I think some projects are missing a crucial role in the form of a Project Designer.
Management stakeholders/sponsors aside, you typically have the project visionary who carries the big-picture, driving vision for the project, and the expert implementers who are tasked with the executional details.
What is missing the the connector between and synthesiser of the two perspectives. An experienced designer (design thinking problem solver) can provide strategic, non-traditional functions in such a Project Designer role:
Synthesise - Constantly merge, massage and knead the "project dough" that is made up of the big-picture vision and the implementation details/constraints. The sum (the dough) is always greater than the parts; the synthesis function creates this richness.

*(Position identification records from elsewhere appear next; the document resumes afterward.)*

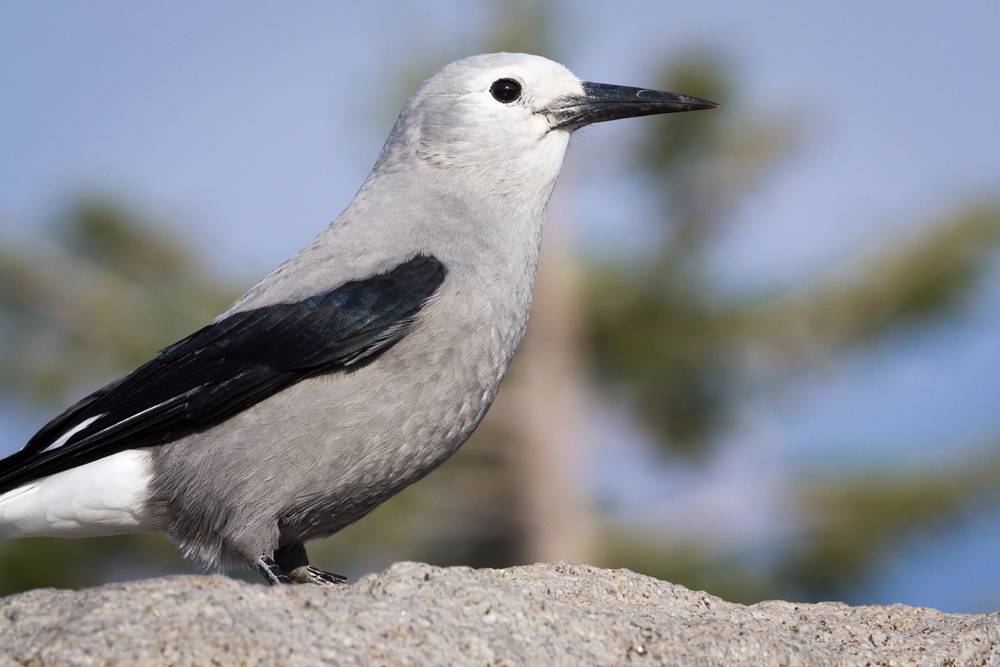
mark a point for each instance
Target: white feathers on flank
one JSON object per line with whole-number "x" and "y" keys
{"x": 105, "y": 497}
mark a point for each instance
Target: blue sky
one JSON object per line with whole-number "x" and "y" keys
{"x": 250, "y": 125}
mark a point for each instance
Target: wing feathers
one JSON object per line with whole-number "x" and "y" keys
{"x": 228, "y": 366}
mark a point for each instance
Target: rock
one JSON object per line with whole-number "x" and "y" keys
{"x": 414, "y": 614}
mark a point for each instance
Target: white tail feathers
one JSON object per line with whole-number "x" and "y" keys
{"x": 105, "y": 497}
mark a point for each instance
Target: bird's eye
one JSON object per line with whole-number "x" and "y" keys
{"x": 505, "y": 90}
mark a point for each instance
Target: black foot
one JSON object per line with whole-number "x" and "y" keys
{"x": 271, "y": 572}
{"x": 314, "y": 575}
{"x": 292, "y": 559}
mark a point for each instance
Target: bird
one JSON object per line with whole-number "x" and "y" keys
{"x": 353, "y": 369}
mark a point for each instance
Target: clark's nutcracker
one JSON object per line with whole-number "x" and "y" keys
{"x": 354, "y": 368}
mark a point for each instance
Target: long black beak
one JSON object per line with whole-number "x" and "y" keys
{"x": 604, "y": 101}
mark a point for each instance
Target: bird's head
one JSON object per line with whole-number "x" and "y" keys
{"x": 507, "y": 117}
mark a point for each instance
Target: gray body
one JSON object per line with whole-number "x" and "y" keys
{"x": 319, "y": 455}
{"x": 461, "y": 185}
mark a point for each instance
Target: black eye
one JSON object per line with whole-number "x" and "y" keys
{"x": 505, "y": 90}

Communicate - The dough is also really useful as the basis for communicating the project to a diverse range of audiences. Without creating the dough, communication from either the visionary and executional detail perspectives can be more biased and watered-down.
Bridge - Translate the vision into executable problems for the implementers to solve, and translate real-world constraints into big picture opportunities/risks for the visionary to consider. Such a facilitative role is often under-valued, limiting the effectiveness of discussions between the visionary and executional perspectives.
Motivate - Not so much the rah-rah flag waving type of motivation, but more so working to ensure consistent momentum forward. Momentum can be interrupted by distractions and scope creep. With their understanding of the big-picture vision, the Project Designer can flag when the execution team is becoming mired in details, losing focus on the must-haves, or trying to solve the wrong problems. Likewise they can also flag scope creep or direction changes, and facilitate understanding and management of these changes.
What do you think? Have you been part of a project where such a role would have helped the process?